In questo senso diventa funzionale, contenere la spinta ai profitti immediati della frazione industriale e indurre le imprese ad adottare strategie di innovazione tecnica e di metodi di lavoro, una politica di enfasi sui principi materiali del diritto, normalizzando il benessere classe operaia.

La Costituzione si presenta, allora, come un insieme politico-giuridico, che deriva da un processo sociale regolare, nello stesso tempo in cui questo quadro di leggi interviene per configurare e stabilizzare la dinamica di questo processo sociale.
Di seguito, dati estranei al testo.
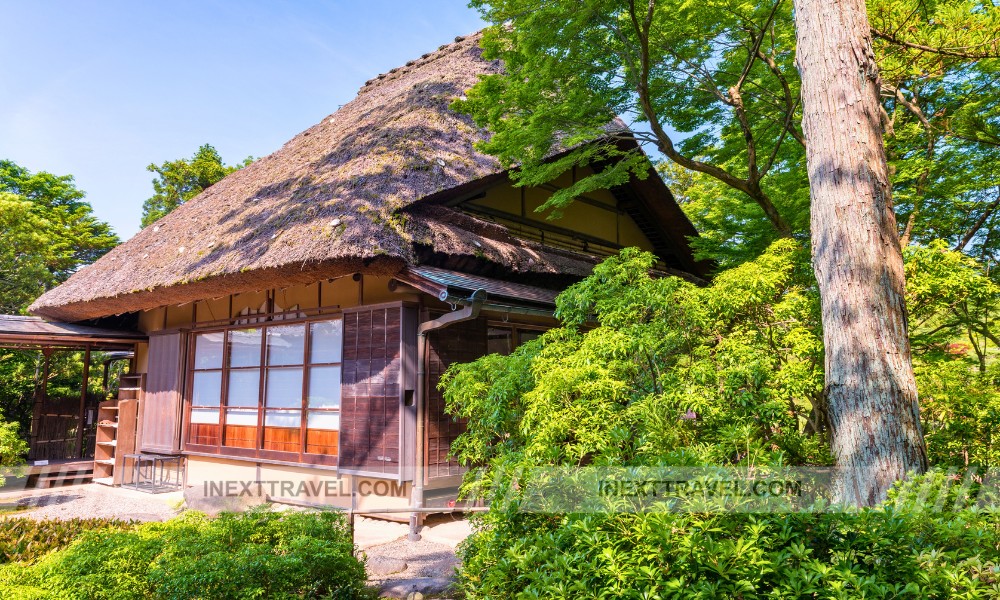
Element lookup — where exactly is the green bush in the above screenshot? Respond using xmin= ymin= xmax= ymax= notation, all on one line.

Come sottolinea in altri termini Umberto Cerroni (1993, p. 157): «qualsiasi diritto [moderno] è articolato da due elementi interconnessi: l'elemento imperativo costituito da una volontà dotata di forza e l'elemento culturale costituito da una disposizione razionale, proveniente da un’autorità legittima”.

* Francisco Pereira de Farias È professore presso il Dipartimento di Scienze Sociali dell'Università Federale del Piauí. Autore, tra gli altri libri, di Riflessioni sulla teoria politica dei giovani Poulantza (1968-1974) (lotte anticapitali).

Riferimenti


CERRONI, Umberto. Politica. San Paolo: Brasiliense, 1993.

LÉVI-STRAUSS, Claude. Razza e storia. In: Antropologia strutturale a due. Parigi: Plon, 1996.

MARX, Carlo. La capitale: critica dell'economia politica. San Paolo: Aprile culturale, 1983. (3v.)

MERTON, Roberto. Scienza e struttura sociale democratica. In: Saggi di sociologia della scienza. San Paolo: Editora 34, 2013.

SAES, Décio. Il concetto di Stato borghese. In: Stato e democrazia: saggi teorici. Campinas: IFCH-Unicamp, 1994.